2022 Optimization Days
HEC Montréal, Québec, Canada, 16 — 18 May 2022
TA8 - Derivative-free and Blackbox Optimization III
May 17, 2022 10:30 AM – 12:10 PM
Location: METRO INC. (yellow)
Chaired by Ludovic Salomon
10:30 AM - 10:55 AM
Bi-fidelity Surrogate Modelling: Showcasing the need for new test instances
In recent years, Multi-fidelity Expensive Black-Box (Mf-EBB) methods have received increasing attention due to their strong applicability to industrial design problems. In the field of Mf-EBB, a problem instance consists of an expensive yet accurate source of information, and one or more cheap yet less accurate sources of information. The field aims to provide techniques either to accurately explain how decisions affect design outcome, or to find the best decisions to optimise design outcomes. Many techniques which use surrogate models have been developed to provide solutions to both aims. Only in recent years, however, have researchers begun to explore the conditions under which these new techniques are reliable, often focusing on problems with a single low-fidelity function, known as Bi-fidelity Expensive Black-Box (Bf-EBB) problems. This presentation will discuss new developments in creation and analysis of instance in this field.

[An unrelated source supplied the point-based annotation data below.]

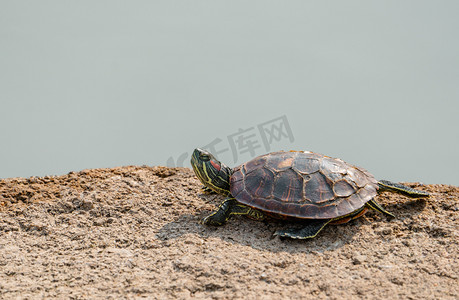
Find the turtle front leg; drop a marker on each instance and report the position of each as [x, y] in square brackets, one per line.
[228, 208]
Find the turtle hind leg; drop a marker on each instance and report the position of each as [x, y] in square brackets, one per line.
[207, 190]
[386, 185]
[308, 231]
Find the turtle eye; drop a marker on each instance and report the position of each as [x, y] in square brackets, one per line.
[204, 157]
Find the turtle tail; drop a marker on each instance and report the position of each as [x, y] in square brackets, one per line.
[386, 185]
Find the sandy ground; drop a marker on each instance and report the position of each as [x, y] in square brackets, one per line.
[133, 232]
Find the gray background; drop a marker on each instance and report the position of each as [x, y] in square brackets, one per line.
[89, 84]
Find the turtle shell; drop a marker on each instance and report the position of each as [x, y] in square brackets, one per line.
[303, 185]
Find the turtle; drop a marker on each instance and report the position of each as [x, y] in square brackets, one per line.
[304, 186]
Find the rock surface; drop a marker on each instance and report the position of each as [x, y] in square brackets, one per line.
[134, 232]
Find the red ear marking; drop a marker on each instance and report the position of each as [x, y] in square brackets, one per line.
[216, 166]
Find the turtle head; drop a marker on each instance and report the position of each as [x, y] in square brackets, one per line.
[212, 173]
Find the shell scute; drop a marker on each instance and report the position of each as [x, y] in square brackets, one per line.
[303, 185]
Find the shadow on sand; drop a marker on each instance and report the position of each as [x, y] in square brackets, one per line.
[259, 235]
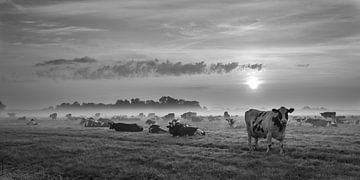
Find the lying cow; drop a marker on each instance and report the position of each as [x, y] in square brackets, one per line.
[150, 122]
[126, 127]
[22, 118]
[178, 129]
[267, 124]
[156, 129]
[32, 122]
[53, 116]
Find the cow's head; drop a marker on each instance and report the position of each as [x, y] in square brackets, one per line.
[283, 114]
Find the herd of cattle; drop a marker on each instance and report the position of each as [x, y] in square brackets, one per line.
[259, 124]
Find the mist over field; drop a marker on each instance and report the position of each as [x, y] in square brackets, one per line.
[179, 89]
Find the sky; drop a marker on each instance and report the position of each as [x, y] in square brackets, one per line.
[231, 54]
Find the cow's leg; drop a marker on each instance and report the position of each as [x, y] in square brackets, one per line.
[249, 142]
[268, 138]
[282, 151]
[256, 143]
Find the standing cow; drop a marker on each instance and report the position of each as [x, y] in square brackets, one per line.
[267, 124]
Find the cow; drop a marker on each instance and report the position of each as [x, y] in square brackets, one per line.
[69, 116]
[12, 115]
[22, 118]
[53, 116]
[126, 127]
[32, 122]
[267, 124]
[156, 129]
[97, 115]
[178, 129]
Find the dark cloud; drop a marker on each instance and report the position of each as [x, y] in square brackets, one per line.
[65, 61]
[72, 69]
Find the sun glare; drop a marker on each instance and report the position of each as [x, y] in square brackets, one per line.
[253, 82]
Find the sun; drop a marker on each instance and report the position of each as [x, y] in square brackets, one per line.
[253, 83]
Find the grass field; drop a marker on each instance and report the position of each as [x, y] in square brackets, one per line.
[65, 150]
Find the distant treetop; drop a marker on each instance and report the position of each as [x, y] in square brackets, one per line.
[164, 102]
[2, 106]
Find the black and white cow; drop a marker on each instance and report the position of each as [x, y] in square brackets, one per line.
[154, 128]
[53, 116]
[267, 124]
[126, 127]
[178, 129]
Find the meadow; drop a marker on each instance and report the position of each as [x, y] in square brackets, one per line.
[63, 149]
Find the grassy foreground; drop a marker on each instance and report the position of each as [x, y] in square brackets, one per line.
[65, 150]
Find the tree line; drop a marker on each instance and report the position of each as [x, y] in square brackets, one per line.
[163, 102]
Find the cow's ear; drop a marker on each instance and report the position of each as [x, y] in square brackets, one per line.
[291, 110]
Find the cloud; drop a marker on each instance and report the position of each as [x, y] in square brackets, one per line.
[64, 61]
[303, 65]
[86, 68]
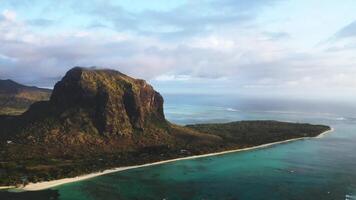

It will do so by showing the potentially misleading results that could be reached using only the instances currently found in the literature, and exposing the criticality of a more heterogeneous test suite for algorithm assessment. Newly proposed instances and features will be presented and their importance in algorithm analysis will be discussed.
10:55 AM - 11:20 AM
Combining Cross Entropy and MADS methods for inequality constrained global optimization
This presentation proposes a way to combine the Mesh Adaptive Direct Search (MADS) algorithm with the Cross-Entropy (CE) method for nonsmooth constrained optimization. The CE method is used as an exploration step by the MADS algorithm. The result of this combination retains the convergence properties of MADS and allows an efficient exploration in order to move away from local minima. The CE method samples trial points according to a multivariate normal distribution whose mean and standard deviation are calculated from the best points found so far. Numerical experiments show the efficiency of this method compared to other global optimization heuristics. Moreover, applied on complex engineering test problems, this method allows an important improvement to reach the feasible region and to escape local minima.
11:20 AM - 11:45 AM
Survey Descent: A Multipoint Generalization of Gradient Descent for Nonsmooth Optimization
For strongly convex objectives that are smooth, the classical theory of gradient descent ensures linear convergence relative to the number of gradient evaluations. An analogous nonsmooth theory is challenging: even when the objective is smooth at every iterate, the corresponding local models are unstable, and traditional remedies need unpredictably many cutting planes. We instead propose a multipoint generalization of the gradient descent iteration for local optimization. While designed with general objectives in mind, we are motivated by a "max-of-smooth" model that captures the subdifferential dimension at optimality. We prove linear convergence when the objective is itself max-of-smooth, and experiments suggest a more general phenomenon.
11:45 AM - 12:10 PM
A study of quadratic search step formulations for multiobjective derivative free optimization
Many engineering applications involve the optimization of several contradictory criteria and do not possess an explicit algebraic structure which could be exploited. DMulti-MADS is a multiobjective derivative free optimization algorithm which targets these types of problems. It is based on the Mesh Adaptive Direct Search (MADS) algorithm for single-objective optimization. As a direct search method, its functioning is divided into two parts: a poll and a search. The poll consists in a local exploration around a solution, on which convergence analysis depends. The search is an optional step, more flexible, which practically enhances the performance of the procedure. This talk proposes the integration of quadratic models into DMulti-MADS to improve its performance. New formulations are explored and compared with existing ones. Preliminary numerical results show that these approaches improve the performance of the method, compared to other state-of-the-art algorithms.